Terror crackdown: Passengers forced to answer 53 questions BEFORE they travel
By JAMES SLACK – 15th November 2007
Travellers face price hikes and confusion after the Government unveiled plans to take up to 53 pieces of information from anyone entering or leaving Britain.
For every journey, security officials will want credit card details, holiday contact numbers, travel plans, email addresses, car numbers and even any previous missed flights.
The e-borders system will monitor every passenger travelling into or out of the country
The information, taken when a ticket is bought, will be shared among police, customs, immigration and the security services for at least 24 hours before a journey is due to take place.

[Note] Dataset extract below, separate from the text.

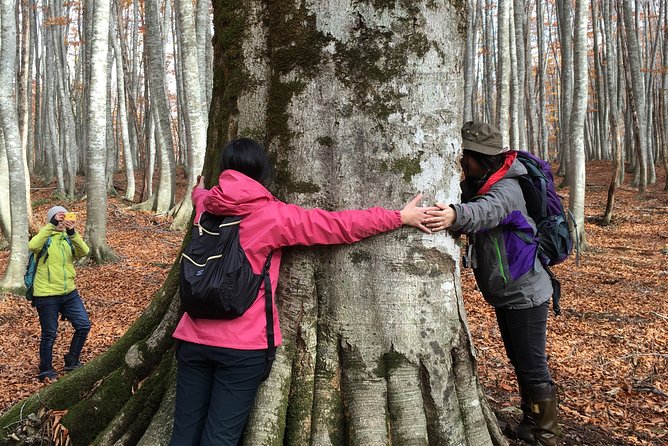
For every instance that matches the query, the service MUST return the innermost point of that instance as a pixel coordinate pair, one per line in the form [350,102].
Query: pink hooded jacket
[268,225]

Anybody about whom the authorities are dubious can be turned away when they arrive at the airport or station with their baggage.

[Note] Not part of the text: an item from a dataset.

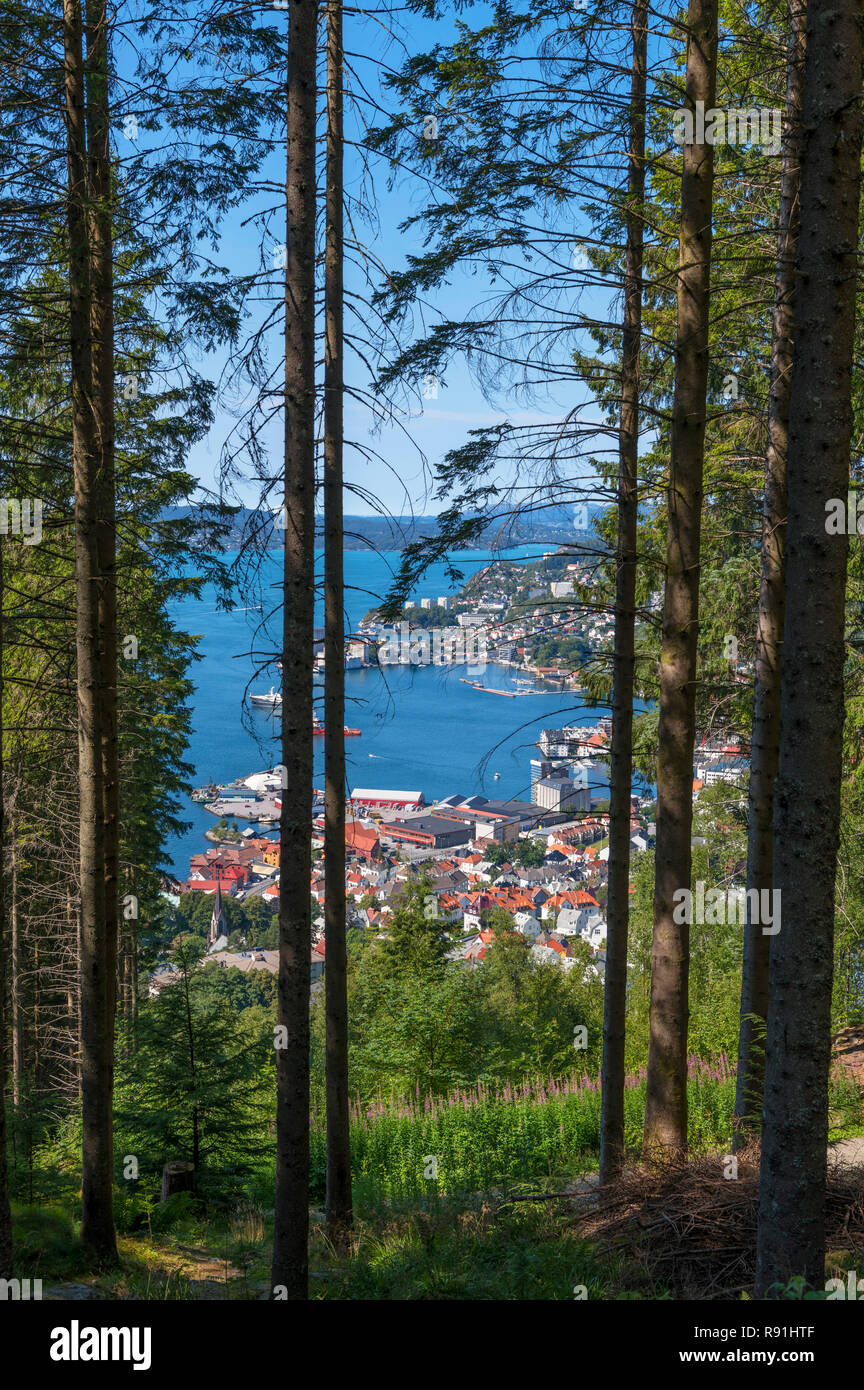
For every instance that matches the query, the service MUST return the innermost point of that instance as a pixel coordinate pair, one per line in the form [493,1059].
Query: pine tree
[807,792]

Those with outstanding court fines, such as a speeding penalty, could also be barred from leaving the country, even if they pose no security risk.
The information required under the “e-borders” system was revealed as Gordon Brown announced plans to tighten security at shopping centres, airports and ports.
This could mean additional screening of baggage and passenger searches, with resulting delays for travellers.
The e-borders scheme is expected to cost at least £1.2billion over the next decade.
Travel companies, which will run up a bill of £20million a year compiling the information, will pass on the cost to customers via ticket prices, and the Government is considering introducing its own charge on travellers to recoup costs.